Mietenwahnsinn Hamburg
von Max Bryan
Wohnungsmarkt Hamburg - Ergebnis einer Zimmersuche
In Hamburg ein Zimmer zu suchen, weckt zuweilen düstere Erinnerungen an Zeiten vor 4 Jahren, als ich noch ohne Wohnung mit Rucksack und Isomatte durch die Stadt irrte und nach gut 50 Versuchen eine Wohnung zu finden schließlich aufgab, weil andere immer schneller waren als ich und die Armut mir schon aus den Poren triefte.
Vorbericht hier:
www.facebook.com/notes/max-bryan/heute-vor-4-jahren/747187385299179
Und hier:
www.facebook.com/notes/max-bryan/ergebnis-zimmersuche-hamburg/750396828311568
Ein Erlebnisbericht
Inzwischen hat das Blatt sich gewendet und vieles ist heute anders. Anders als damals habe ich heute ein kleines Einkommen und kann für eine Bleibe auch was zahlen. Nicht viel, aber auch mehr als nichts und es gibt durchaus Menschen, die ein Herz für bärtige Zausel haben, die nicht vorurteilsbeladen gleich abwinken, nur weil man nicht ins Schema passt.
Angebote online suchen
Wer eine Bleibe übers Internet sucht, hat reichlich Auswahl. Suchportale wie "wg-gesucht.de" oder "airbnb.de" bieten Zimmer satt und auch zum günstigen Preis, aber auch die muss man erst einmal bekommen. Teilweise liegen die Preise auch über Hostel-Niveau, weshalb nicht jeder dort fündig wird, der eine Einzelunterbringung für schmales Geld sucht.
400 Euro für ein Hochbett
Auch die einschlägig bekannten Immobilienportale - Namen hier nicht genannt - fördern Unverschämtes zu Tage. 400 Euro für ein sogenanntes "Wohnklo" (ein Minizimmer mit Toilette) sind keine Seltenheit und wieder regelt die Nachfrage den Preis. Wer in Hamburg wohnen will frisst oder stirbt oder zieht am besten gar nicht erst her. Letzteres habe ich mir längst aus dem Kopf geschlagen und doch brauche ich vorübergehend eine Bleibe in der Stadt. Noch bis Ende März habe ich in Hamburg zu tun und brauchte dringend eine Unterkunft.
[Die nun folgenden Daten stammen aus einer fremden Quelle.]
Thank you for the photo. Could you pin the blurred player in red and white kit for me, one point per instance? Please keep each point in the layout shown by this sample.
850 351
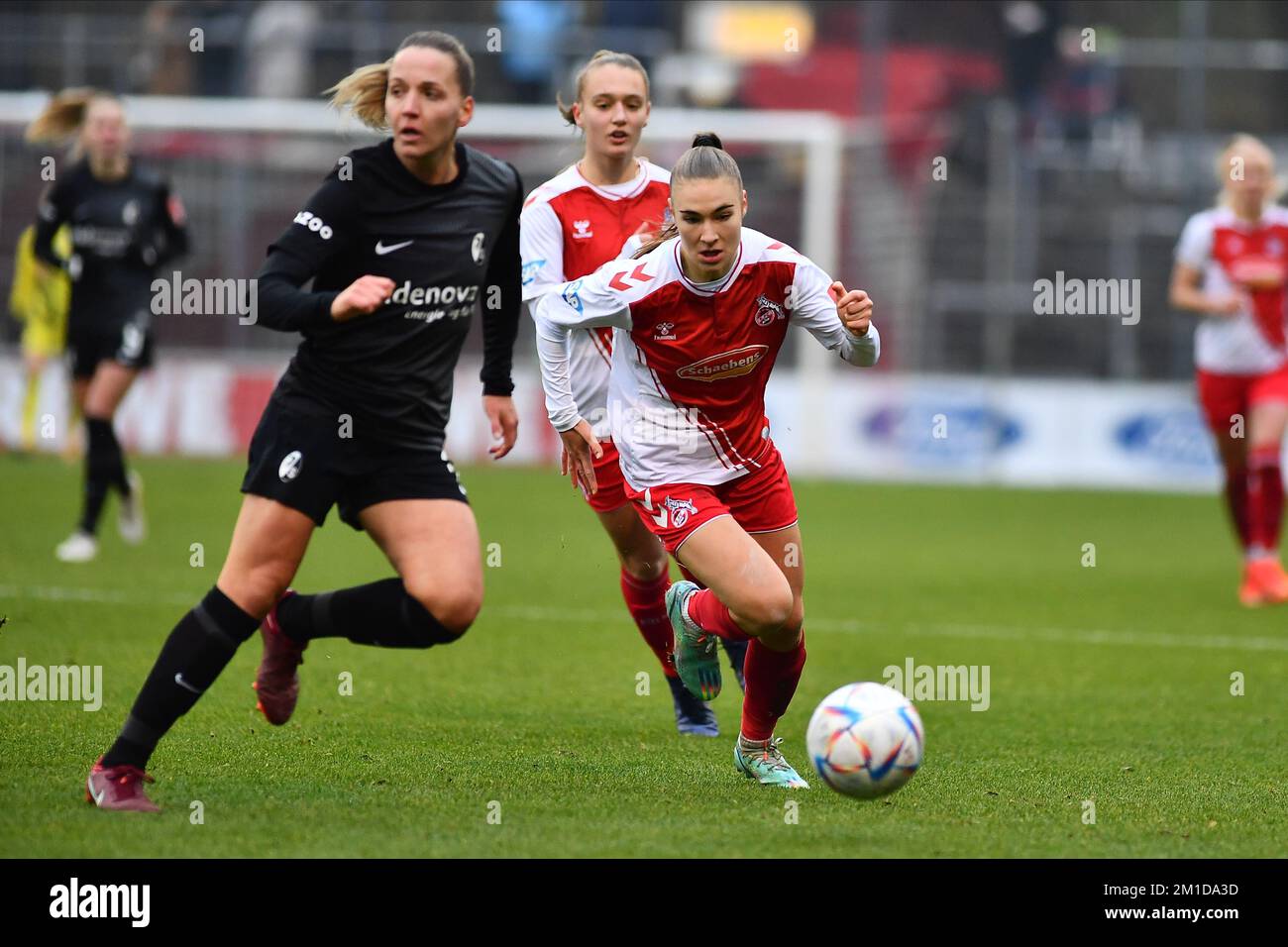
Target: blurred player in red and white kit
572 224
1232 263
698 317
Hostels kaum für Selbstversorger
Auch die Hostels bieten günstige Preise. In einer Bettenburg wie dem AO-Hostel geht das schon ab 10.- EUR, wirklich allein ist man da aber nie und um´s allein sein ging es mir. Ich suchte also ein Zimmer, dass ich hinter mir auch abschließen kann und wo ich die nötige Ruhe auch zum schreiben finde. Etwas mit Schreibtisch und für Selbstversorger. Wußten Sie, dass es in ganz Hamburg nur drei Hostels gibt, die auch eine Gäste-Küche mit Kühlschrank besitzen? Wer da nicht unterkommt, muss jeden Tag einkaufen und wer die Lauferei nicht haben will, muss was anderes finden.
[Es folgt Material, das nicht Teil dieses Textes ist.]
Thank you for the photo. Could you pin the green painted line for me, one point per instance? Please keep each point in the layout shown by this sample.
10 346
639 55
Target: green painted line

Maximum-Stay und Checkin nicht für Hamburger
In einem dieser Hostels mit Küche und Kühlschrank habe ich gut 3 Wochen gelebt. Danach hieß es "raus", "Maximum-Stay überschritten", d.h. der Chef dieses Hostels (ich nenne jetzt keine Namen) checkt weder Leute aus Hamburg ein, noch will er Leute von anderswo länger als 3 Wochen bei sich haben. "Das wird uns zu nah", will heißen, bloß nicht anfreunden, die Leute könnten ja für immer bleiben. Dass sie damit durchaus gutes Geld verdienen (würden), scheint nicht zu interessieren und schon geht die Suche weiter.
Arbeitsbesuch
Wie einige wissen, bin ich seit November in Hamburg zwecks Berichterstattung zu verschiedenen Themen und Projekten und wann immer ich Hamburg besuche, stehe ich vor dem selben Dilemma wie damals, als ich händeringend nach einer Wohnung suchte. Drei Jahre ist das jetzt her und seit damals hat sich kaum etwas geändert, was den Hamburger Mietenwahnsinn betrifft. Selbst WG-Zimmer sind kaum unter 300 EUR zu haben. Viel Geld und ich denke, es muss auch anders gehen.
Gästezimmer von Privat
Schon im Vorfeld meines Besuchs hatte ich tausende E-Mails verschickt. Jeder, mit dem ich auch nur annähernd irgendwann mal zu tun hatte, bekam meinen Aufruf und ich gebe zu, es war auch ein Experiment.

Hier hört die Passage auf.